Mills had no idea why this had happened, even less of an idea which of the two men were at fault. Naturally, one would assume that the patient was the instigator, but patients did not keep guns in their rooms, which put the suspicion squarely on the psychologist.
But what disturbed everyone on the staff a few hours later, was that the CCTV footage of the session had not been recorded at all. The oddity was that the security control room had the cameras running at all hours of the day and night, yet during this particular session, the camera had been disabled.
“Pity we don’t have a camera in the actual security control room,” Mills noted when the police asked for access to the section.
“That is r
ather ironic, don’t you reckon?” the head investigating officer asked snidely. “Where are the patients now?”
“Only one registered patient. David Purdue, Lieutenant,” the security officer clarified. “The other is a therapist.”
The lieutenant looked at his black book, biting his pen between his teeth as he paged for what he was looking for. “But my information says that Dr. Helberg died a few months ago in a shooting at his practice for which his receptionist was responsible. Therefore, this therapist could not have been the real Dr. Helberg.”

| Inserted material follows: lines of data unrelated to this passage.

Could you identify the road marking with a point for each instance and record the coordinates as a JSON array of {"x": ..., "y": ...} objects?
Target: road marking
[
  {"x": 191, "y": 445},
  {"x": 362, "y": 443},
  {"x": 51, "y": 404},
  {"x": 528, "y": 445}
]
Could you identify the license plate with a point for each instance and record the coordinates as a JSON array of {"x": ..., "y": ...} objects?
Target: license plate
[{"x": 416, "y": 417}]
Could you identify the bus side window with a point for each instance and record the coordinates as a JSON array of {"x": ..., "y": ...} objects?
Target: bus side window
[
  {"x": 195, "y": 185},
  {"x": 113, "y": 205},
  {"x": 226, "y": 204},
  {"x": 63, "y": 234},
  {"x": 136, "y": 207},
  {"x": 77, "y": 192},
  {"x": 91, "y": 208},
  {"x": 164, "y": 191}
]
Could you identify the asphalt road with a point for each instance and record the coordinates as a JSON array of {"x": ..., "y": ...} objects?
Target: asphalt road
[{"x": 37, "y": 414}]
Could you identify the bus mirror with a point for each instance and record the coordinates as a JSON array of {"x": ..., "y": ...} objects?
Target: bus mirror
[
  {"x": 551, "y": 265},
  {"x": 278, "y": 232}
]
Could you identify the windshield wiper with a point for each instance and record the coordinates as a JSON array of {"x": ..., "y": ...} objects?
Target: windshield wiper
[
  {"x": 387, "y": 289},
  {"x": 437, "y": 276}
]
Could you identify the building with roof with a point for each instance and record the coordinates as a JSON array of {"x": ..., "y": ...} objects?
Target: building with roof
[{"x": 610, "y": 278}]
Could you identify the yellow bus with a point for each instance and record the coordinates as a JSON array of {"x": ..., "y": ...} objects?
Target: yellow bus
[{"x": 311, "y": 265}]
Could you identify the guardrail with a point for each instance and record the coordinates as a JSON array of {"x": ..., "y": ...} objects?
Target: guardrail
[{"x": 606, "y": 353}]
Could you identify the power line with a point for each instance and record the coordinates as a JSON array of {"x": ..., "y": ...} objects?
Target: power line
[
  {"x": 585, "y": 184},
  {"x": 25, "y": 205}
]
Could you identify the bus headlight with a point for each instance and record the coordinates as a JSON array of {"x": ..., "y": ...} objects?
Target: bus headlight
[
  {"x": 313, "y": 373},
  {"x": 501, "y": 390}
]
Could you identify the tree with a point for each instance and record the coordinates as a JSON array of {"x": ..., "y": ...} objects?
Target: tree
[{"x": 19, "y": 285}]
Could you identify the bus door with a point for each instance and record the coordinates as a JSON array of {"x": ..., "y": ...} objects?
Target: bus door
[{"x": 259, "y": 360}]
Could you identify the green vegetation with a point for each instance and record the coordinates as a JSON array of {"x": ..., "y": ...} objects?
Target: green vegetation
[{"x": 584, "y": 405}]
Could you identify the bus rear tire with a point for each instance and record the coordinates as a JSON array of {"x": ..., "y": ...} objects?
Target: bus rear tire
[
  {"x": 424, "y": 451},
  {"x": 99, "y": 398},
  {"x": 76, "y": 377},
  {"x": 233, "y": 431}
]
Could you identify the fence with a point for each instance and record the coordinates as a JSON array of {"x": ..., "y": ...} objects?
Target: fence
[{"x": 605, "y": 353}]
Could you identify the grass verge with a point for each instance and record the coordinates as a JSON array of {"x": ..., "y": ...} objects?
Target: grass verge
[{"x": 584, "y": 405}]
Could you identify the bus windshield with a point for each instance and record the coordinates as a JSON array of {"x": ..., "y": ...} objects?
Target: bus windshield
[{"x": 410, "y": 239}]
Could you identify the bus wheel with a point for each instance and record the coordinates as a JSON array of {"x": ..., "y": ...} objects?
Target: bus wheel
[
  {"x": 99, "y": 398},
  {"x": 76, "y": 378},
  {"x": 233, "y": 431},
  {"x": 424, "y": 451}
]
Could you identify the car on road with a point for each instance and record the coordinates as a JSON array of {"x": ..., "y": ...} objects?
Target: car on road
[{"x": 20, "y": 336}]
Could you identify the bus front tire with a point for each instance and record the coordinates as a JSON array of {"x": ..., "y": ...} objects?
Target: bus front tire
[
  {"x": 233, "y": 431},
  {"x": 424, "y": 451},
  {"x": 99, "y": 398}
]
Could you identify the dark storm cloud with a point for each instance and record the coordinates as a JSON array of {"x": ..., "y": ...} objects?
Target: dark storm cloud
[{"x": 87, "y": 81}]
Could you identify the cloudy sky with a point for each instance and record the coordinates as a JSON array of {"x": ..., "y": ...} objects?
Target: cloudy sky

At this point the acting administrative head, Melissa Argyle, entered the security room. Her blond hair was visible from under the edge of her knitted beret and lashed out in a halo about her shoulders. Rolling over her fingers was a shiny gilded pen that looked expensive to the investigators.
“We used to have a camera in here too, but it was fried during the last thunderstorm. The company that installed that one was supposed to show up three days ago to install a new one,” she explained.
“That makes our job so much harder,” the lieutenant from the local precinct muttered as he examined the blackened paint around the wall cable of the device. “Yes, I see here. The wiring has been melted into the casing. Was there any other electrical damage from the same storm? Leakage, structural damage?”
“I don’t think so,” she replied hesitantly. Melissa was not sure what he was driving at, but then again, she was just an administrator and pre-grad student of Psychology and with that, a bit naïve. “Why do you ask? What does that have to do with the case?”
“Quite a bit. If other parts of the building were as vulnerable to water damage or electrical failure, it would dismiss the possibility of sabotage,” he clarified.